Loyalty programs are a great way to drive repeat business, but done correctly they’re also a smart data play. This is especially true for any business with brick-and-mortar locations, since it’s often challenging to collect data on offline transactions.
That said, not all marketers with loyalty programs are using them to their full potential. Whether you’re looking to set up a new program or want to take an existing program to the next level, here are a few tips that will help you:
1. Observed data
This is probably the most obvious type of data you can collect from loyalty programs. By having someone swipe their card for every purchase, you can see not only what they purchase, but when, where, and how frequently they purchase it.
his granular data can be used to create offers that are more relevant to each individual customer. You can also use it as input on customer journeys and create models to determine the best way to drive the action you’re looking for.

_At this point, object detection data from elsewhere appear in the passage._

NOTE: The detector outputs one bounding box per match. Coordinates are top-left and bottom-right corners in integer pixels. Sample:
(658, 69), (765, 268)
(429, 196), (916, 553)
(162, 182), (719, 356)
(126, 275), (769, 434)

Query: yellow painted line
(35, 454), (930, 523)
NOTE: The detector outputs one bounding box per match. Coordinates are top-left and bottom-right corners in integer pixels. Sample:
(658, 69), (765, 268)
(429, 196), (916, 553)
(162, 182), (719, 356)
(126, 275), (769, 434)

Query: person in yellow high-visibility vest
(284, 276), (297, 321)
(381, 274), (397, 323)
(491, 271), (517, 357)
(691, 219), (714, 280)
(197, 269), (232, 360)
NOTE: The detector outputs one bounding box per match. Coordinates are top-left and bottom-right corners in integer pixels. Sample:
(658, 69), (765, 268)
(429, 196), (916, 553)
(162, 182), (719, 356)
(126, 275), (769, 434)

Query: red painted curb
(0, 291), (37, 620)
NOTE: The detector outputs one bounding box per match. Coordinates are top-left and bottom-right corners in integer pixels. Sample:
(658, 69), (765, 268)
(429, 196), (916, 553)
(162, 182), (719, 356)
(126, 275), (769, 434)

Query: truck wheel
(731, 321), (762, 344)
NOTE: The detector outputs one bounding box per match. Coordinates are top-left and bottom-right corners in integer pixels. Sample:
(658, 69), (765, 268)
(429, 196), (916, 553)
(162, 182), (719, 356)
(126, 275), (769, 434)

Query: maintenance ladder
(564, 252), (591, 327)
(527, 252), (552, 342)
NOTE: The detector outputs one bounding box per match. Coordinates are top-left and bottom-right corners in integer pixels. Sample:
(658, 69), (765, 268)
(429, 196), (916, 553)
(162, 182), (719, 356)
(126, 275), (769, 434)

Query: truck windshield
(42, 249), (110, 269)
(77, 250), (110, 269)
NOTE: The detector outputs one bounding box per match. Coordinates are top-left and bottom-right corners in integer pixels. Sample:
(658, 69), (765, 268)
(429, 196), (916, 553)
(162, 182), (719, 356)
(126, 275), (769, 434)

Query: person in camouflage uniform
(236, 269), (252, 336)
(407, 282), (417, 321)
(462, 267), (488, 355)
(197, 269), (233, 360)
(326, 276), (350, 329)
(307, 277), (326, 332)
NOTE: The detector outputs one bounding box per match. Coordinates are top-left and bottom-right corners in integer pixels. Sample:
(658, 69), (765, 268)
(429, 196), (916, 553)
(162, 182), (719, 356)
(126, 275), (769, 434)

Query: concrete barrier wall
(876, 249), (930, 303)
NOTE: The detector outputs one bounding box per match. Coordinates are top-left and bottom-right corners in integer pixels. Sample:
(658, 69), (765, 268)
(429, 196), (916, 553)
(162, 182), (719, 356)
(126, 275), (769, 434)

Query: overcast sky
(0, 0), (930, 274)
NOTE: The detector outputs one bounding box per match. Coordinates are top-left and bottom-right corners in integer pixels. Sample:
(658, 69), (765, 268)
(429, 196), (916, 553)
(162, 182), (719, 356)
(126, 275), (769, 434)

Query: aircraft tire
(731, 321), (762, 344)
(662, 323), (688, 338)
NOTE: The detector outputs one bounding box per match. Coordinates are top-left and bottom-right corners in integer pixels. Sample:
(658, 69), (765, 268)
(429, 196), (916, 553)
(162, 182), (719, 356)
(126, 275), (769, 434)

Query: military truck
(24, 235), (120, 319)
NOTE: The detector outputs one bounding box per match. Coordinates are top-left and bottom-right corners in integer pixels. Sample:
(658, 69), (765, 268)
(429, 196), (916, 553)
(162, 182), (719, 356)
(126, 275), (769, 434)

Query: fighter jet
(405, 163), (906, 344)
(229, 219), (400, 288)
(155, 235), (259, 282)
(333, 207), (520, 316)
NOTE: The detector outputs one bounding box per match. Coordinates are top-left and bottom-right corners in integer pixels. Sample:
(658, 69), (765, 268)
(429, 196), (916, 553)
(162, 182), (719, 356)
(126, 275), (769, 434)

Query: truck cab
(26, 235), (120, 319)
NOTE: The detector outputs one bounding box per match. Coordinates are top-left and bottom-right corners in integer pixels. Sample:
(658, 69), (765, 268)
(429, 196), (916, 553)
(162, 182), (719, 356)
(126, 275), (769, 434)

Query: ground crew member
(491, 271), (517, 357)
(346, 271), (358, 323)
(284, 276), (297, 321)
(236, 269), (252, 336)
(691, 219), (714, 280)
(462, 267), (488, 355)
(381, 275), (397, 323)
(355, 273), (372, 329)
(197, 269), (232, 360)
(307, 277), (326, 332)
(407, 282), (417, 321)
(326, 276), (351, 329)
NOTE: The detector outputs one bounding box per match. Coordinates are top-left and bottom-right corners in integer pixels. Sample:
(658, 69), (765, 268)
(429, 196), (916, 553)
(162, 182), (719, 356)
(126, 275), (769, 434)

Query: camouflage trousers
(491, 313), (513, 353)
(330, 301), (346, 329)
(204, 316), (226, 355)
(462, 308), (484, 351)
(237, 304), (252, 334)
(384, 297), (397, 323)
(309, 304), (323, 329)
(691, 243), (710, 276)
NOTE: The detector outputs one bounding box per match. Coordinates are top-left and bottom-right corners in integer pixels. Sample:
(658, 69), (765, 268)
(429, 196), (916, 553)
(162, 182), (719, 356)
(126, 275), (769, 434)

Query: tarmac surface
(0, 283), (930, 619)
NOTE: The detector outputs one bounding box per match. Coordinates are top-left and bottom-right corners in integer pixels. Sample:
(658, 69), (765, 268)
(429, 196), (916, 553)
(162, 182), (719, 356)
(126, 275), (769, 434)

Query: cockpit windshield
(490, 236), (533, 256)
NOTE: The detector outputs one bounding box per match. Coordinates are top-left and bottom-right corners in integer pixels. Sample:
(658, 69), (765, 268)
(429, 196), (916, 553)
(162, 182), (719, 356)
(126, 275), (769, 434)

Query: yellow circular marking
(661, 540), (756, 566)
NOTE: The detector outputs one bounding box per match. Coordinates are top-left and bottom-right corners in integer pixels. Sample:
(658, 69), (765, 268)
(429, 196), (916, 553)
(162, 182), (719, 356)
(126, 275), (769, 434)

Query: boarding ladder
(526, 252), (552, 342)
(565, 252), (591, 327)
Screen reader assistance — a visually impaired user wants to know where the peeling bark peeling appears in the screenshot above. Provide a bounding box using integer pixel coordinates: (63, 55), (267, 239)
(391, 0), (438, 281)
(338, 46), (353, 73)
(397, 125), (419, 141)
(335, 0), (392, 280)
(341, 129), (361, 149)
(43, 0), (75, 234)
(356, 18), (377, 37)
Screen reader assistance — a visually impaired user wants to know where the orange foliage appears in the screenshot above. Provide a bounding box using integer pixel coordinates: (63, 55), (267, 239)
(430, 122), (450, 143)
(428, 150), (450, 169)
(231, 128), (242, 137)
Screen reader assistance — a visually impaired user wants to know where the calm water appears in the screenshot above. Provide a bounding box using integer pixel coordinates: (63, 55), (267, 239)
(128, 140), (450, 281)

To stick with the Subway example, if someone is a solo weekly lunch customer Monday through Friday, they might be a good candidate to add a weekly breakfast purchase. Someone who eats at Subway once a month on the weekend and typically orders three or more sandwiches with each purchase might be a better candidate for a cookie upsell.
2. Reported data
Notice the Birthday Bonus that Subway is offering? This is a play to get the registrant’s age.
Loyalty programs are a great opportunity to ask your prospects and customers for more self-reported data. The value provided in a rewards program is higher than that of a free email subscription, so the registrant is often willing to provide more information on themselves to get the reward.

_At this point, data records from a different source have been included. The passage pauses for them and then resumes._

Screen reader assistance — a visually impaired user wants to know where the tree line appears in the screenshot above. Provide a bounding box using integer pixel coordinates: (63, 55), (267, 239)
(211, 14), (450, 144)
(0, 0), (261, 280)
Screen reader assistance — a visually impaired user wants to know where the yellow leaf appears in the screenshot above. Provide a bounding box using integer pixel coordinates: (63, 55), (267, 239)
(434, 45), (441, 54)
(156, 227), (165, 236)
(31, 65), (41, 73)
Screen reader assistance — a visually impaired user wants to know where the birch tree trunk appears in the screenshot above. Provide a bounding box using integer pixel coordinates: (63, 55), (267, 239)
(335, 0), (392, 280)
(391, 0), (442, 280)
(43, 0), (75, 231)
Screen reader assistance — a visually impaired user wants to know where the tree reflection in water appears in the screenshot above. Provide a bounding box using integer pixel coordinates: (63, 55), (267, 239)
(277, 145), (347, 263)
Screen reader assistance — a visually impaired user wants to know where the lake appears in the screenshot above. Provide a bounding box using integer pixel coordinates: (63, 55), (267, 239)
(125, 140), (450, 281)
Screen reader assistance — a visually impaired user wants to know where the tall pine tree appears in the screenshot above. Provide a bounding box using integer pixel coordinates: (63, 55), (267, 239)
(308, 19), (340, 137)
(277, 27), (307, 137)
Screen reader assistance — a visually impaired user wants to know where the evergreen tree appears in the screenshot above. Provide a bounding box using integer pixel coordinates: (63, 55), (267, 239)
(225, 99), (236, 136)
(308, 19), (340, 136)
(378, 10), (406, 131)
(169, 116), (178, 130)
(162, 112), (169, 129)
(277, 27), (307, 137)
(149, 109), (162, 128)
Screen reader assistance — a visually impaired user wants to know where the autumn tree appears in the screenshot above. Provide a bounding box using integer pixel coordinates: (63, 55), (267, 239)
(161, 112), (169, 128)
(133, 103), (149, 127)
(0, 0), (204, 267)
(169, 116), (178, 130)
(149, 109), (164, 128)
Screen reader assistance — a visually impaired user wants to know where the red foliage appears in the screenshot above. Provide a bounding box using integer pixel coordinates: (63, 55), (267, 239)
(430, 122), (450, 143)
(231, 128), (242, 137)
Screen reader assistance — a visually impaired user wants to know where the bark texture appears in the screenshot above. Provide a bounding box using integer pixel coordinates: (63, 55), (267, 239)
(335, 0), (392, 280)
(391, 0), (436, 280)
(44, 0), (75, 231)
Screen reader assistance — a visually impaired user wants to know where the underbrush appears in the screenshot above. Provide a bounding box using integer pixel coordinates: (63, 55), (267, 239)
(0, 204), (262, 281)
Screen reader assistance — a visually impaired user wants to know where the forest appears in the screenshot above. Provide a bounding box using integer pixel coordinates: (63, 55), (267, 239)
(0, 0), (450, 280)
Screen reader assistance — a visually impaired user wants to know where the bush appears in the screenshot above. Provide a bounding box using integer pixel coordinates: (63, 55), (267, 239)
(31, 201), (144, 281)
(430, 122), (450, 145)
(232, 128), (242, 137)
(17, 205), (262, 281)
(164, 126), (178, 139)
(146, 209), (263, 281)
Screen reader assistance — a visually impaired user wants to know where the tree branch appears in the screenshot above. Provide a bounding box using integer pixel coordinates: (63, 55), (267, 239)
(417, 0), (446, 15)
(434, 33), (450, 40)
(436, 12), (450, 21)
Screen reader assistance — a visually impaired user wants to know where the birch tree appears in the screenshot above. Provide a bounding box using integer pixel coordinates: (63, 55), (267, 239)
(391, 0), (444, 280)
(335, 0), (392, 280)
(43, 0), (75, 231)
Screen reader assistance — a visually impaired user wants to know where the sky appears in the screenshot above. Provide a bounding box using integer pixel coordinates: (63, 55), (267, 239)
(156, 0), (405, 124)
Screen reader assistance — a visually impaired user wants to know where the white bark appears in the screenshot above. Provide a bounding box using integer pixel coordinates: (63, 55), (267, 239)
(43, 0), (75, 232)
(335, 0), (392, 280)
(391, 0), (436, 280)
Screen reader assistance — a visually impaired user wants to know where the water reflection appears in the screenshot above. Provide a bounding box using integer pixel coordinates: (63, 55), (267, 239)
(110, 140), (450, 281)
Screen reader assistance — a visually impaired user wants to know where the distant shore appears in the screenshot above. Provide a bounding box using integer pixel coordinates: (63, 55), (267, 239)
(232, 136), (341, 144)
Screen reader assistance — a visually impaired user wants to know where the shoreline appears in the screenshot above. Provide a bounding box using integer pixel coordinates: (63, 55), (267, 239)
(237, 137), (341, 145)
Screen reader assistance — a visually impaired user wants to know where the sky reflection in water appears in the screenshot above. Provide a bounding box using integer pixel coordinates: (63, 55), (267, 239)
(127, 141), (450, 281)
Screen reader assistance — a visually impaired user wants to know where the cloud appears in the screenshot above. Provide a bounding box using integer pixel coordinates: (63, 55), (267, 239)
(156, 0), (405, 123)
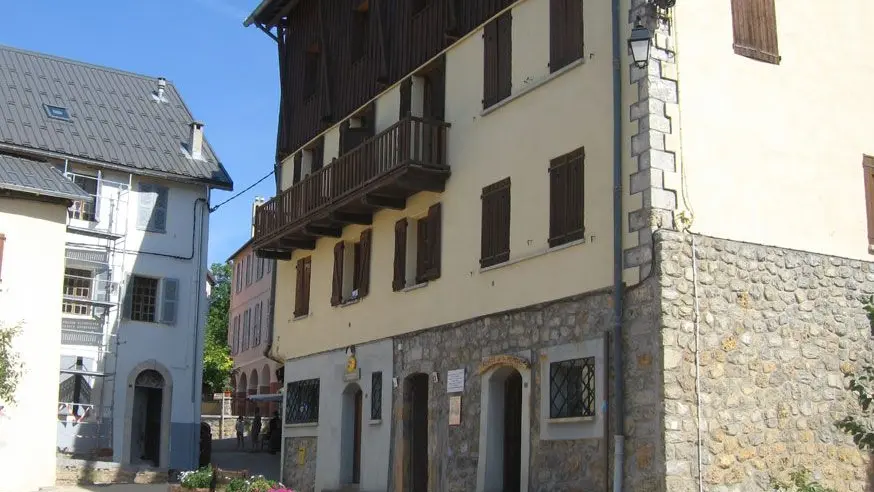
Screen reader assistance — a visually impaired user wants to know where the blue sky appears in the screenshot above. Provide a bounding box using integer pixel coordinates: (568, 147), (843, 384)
(0, 0), (279, 263)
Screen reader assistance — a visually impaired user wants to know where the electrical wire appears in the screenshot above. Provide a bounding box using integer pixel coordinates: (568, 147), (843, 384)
(209, 169), (276, 213)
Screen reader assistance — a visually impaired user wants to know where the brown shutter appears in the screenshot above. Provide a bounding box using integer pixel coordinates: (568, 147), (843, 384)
(731, 0), (780, 64)
(480, 178), (510, 268)
(358, 229), (373, 297)
(860, 155), (874, 244)
(391, 218), (407, 292)
(424, 203), (443, 280)
(331, 241), (345, 306)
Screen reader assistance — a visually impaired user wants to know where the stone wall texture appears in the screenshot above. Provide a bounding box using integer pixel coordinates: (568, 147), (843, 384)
(654, 231), (874, 492)
(390, 281), (664, 492)
(282, 437), (318, 492)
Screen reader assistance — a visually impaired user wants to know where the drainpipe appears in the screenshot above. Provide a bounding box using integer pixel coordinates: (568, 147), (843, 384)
(611, 0), (625, 492)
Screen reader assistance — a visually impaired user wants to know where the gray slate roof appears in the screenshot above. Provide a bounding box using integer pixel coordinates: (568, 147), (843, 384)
(0, 154), (92, 201)
(0, 45), (233, 190)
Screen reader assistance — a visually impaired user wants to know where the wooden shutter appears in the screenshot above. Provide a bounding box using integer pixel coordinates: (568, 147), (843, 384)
(862, 155), (874, 246)
(479, 178), (510, 267)
(391, 217), (407, 292)
(549, 148), (585, 247)
(731, 0), (780, 65)
(331, 241), (346, 306)
(424, 203), (443, 280)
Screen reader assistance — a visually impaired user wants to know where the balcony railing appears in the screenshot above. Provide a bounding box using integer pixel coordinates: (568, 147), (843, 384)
(255, 116), (449, 248)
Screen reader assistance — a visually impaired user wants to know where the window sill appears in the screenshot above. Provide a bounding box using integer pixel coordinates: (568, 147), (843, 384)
(479, 239), (586, 273)
(546, 416), (595, 424)
(480, 55), (586, 117)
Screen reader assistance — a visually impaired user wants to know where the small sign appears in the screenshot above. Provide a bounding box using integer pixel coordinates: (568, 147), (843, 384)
(449, 395), (461, 426)
(446, 369), (464, 393)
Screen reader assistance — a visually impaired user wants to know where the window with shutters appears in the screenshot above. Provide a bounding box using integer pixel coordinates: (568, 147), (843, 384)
(294, 256), (312, 317)
(331, 229), (373, 306)
(549, 147), (585, 247)
(137, 183), (170, 233)
(549, 0), (583, 72)
(862, 155), (874, 253)
(483, 12), (513, 109)
(479, 178), (510, 268)
(61, 268), (94, 316)
(731, 0), (780, 65)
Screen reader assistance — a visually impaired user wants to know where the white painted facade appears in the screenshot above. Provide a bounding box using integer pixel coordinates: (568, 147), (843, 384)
(58, 163), (209, 469)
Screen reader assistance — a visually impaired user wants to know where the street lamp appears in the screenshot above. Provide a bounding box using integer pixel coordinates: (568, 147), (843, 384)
(628, 17), (652, 68)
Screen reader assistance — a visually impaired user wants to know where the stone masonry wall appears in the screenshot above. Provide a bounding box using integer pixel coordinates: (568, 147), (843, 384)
(390, 281), (664, 492)
(654, 231), (874, 492)
(282, 437), (318, 492)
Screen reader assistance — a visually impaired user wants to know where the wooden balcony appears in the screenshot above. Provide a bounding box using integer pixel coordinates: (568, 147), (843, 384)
(254, 117), (450, 259)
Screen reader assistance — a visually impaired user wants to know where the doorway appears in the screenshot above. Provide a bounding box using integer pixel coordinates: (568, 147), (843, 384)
(404, 373), (428, 492)
(130, 369), (164, 467)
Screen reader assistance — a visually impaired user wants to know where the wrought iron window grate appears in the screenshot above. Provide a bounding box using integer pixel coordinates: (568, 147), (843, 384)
(285, 379), (319, 424)
(549, 357), (595, 419)
(370, 371), (382, 420)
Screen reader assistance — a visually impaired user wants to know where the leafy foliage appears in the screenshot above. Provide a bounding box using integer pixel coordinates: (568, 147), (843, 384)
(0, 325), (24, 403)
(771, 468), (837, 492)
(203, 263), (234, 393)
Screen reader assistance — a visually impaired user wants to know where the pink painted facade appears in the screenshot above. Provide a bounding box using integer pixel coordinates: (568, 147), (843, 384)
(228, 241), (280, 416)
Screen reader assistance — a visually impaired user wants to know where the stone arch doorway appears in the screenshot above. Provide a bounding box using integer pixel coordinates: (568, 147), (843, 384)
(404, 373), (428, 492)
(122, 361), (173, 468)
(340, 383), (364, 485)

It would be silly to ask which store the person frequents the most or which sandwich is their favorite, since Subway will be able to observe this information once the registrant begins using the card. However, asking for a birthday to get age is a good starting point, as this is something that you won’t be able to easily observe.

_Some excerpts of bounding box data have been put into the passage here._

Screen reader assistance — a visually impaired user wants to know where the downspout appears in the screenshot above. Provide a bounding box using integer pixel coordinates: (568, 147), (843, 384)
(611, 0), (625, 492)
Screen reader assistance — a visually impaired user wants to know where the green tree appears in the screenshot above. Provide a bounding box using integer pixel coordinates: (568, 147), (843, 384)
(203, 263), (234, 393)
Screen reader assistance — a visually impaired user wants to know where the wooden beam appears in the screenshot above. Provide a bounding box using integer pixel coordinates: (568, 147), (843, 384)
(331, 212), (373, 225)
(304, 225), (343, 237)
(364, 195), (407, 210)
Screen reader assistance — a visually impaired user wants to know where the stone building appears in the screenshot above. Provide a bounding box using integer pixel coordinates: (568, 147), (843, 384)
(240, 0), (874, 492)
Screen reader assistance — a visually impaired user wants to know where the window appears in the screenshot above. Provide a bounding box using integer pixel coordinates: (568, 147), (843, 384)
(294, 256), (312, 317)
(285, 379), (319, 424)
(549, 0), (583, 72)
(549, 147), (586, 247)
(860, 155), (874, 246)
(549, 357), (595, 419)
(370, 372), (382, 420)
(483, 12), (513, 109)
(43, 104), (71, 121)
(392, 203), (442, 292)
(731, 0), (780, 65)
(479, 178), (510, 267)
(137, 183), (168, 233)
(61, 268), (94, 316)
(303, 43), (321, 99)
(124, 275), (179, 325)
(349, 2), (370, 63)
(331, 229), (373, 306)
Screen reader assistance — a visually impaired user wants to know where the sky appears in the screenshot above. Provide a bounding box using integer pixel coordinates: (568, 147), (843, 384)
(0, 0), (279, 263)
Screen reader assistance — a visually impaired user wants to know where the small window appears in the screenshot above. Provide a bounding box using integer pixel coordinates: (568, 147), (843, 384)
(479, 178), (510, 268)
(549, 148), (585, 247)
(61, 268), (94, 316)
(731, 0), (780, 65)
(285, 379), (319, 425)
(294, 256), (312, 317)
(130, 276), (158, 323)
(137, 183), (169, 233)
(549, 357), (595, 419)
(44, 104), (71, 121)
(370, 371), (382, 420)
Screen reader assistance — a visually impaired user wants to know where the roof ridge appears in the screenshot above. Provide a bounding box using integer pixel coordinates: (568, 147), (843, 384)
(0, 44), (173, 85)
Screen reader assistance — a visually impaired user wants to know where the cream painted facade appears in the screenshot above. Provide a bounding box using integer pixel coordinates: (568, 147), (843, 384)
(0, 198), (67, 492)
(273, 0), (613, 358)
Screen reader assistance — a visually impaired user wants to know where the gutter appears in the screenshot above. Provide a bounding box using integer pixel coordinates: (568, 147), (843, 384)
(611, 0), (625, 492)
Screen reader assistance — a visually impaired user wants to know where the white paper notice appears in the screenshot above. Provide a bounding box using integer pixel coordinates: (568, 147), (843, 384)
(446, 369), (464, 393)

The key here is to determine what data you can most effectively use for marketing that is a bit more difficult to observe, and ask people to provide that.
3. Appended data
The third way to use loyalty programs is to get the information you need to be able to append even more information to the person’s file. In the B2C world, the standard here is name and home postal address.
It’s not a best practice to ask for a postal address when someone is signing up for a free email newsletter, but it is something that usually works for a loyalty program. The increased value provided by a loyalty program makes registrants more comfortable providing a postal address. Many loyalty programs also use the postal address to deliver some of the benefits, like physical coupons.
Once you have a full name and postal address, you can look at appending information on household income, whether or not there are children, and other more specific details like this about your consumers.
One word of caution: appending is a somewhat expensive proposition. The more data you want to receive, the more you’ll pay. So be sure to think through what data is most beneficial for your marketing strategy and purchase just this, no more.
These examples are related to food, but loyalty programs can be effective for a wide variety of industries. Take a few minutes to jot down the data you’d like to get from your customers and prospects, along with what additional value you could provide them in return. A loyalty program might be a smart addition to your marketing mix.